Page MenuHomePhabricator

Degraded RAID on analytics1059
Closed, ResolvedPublic

Description

TASK AUTO-GENERATED by Nagios/Icinga RAID event handler

A degraded RAID (megacli) was detected on host analytics1059. An automatic snapshot of the current RAID status is attached below.

Please sync with the service owner to find the appropriate time window before actually replacing any failed hardware.

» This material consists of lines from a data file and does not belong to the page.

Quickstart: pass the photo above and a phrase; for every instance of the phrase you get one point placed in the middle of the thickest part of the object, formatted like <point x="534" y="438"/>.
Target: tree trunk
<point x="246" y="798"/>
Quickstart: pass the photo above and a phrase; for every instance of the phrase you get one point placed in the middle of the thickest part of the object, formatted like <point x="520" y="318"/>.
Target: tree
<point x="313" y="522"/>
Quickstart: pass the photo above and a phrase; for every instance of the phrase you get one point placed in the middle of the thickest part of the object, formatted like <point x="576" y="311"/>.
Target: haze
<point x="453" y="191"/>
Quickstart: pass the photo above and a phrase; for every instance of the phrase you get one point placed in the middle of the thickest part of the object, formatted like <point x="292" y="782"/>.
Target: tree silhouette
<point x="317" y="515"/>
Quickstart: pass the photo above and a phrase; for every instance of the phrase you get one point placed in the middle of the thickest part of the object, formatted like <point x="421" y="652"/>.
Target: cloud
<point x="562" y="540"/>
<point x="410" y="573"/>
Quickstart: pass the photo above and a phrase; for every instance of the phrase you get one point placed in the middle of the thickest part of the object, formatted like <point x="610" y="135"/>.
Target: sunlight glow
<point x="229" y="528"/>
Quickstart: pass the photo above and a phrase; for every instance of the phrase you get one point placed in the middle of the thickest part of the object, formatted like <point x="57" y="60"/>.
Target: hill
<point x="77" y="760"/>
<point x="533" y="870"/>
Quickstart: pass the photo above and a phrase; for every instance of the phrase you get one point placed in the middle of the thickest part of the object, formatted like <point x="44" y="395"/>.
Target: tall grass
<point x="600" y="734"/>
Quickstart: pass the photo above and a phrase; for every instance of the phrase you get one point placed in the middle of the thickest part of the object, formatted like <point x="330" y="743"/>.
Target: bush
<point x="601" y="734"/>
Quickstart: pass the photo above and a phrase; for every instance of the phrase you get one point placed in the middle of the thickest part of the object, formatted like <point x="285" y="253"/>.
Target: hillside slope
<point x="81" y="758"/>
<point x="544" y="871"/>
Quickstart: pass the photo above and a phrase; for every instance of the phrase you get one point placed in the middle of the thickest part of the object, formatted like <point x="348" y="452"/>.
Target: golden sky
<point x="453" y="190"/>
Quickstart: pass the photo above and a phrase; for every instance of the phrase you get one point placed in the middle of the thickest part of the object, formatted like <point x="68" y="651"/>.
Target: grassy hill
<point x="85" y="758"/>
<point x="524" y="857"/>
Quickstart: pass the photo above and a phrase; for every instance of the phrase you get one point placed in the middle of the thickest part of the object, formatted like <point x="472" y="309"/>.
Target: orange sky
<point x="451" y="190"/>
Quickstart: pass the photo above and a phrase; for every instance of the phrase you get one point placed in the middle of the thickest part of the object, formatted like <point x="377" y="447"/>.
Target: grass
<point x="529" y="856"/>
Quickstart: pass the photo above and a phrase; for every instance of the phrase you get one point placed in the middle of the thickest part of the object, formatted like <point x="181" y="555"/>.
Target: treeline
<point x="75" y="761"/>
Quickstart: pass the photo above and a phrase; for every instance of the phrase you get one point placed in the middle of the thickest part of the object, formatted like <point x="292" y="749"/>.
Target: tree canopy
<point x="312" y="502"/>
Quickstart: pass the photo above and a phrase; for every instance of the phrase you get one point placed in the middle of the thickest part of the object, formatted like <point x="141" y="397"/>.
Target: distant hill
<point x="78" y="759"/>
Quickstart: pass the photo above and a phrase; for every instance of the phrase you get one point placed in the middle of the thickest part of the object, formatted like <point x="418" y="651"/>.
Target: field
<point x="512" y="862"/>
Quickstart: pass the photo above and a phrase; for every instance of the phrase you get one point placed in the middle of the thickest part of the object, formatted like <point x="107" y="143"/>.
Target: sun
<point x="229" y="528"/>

CRITICAL: 1 failed LD(s) (Offline)

$ sudo /usr/local/lib/nagios/plugins/get-raid-status-megacli
Failed to execute '['/usr/lib/nagios/plugins/check_nrpe', '-4', '-H', 'analytics1059', '-c', 'get_raid_status_megacli']': RETCODE: 2
STDOUT:
b'CHECK_NRPE STATE CRITICAL: Socket timeout after 10 seconds.\n'
STDERR:
None

Event Timeline

Mentioned in SAL (#wikimedia-analytics) [2021-03-07T07:49:32Z] <elukey> umount /var/lib/hadoop/data/e on analytics1059 and restart hadoop daemons to exclude failed disk - T276696

Milimetric moved this task from Airflow to Incoming on the Analytics board.
Cmjohnson subscribed.

I replaced the disk it's in an unconfigured state: Can you add it back to the raid?

Firmware state: Unconfigured(good), Spun Up

Disk is added to raid. Thanks @Cmjohnson for doing the replacement.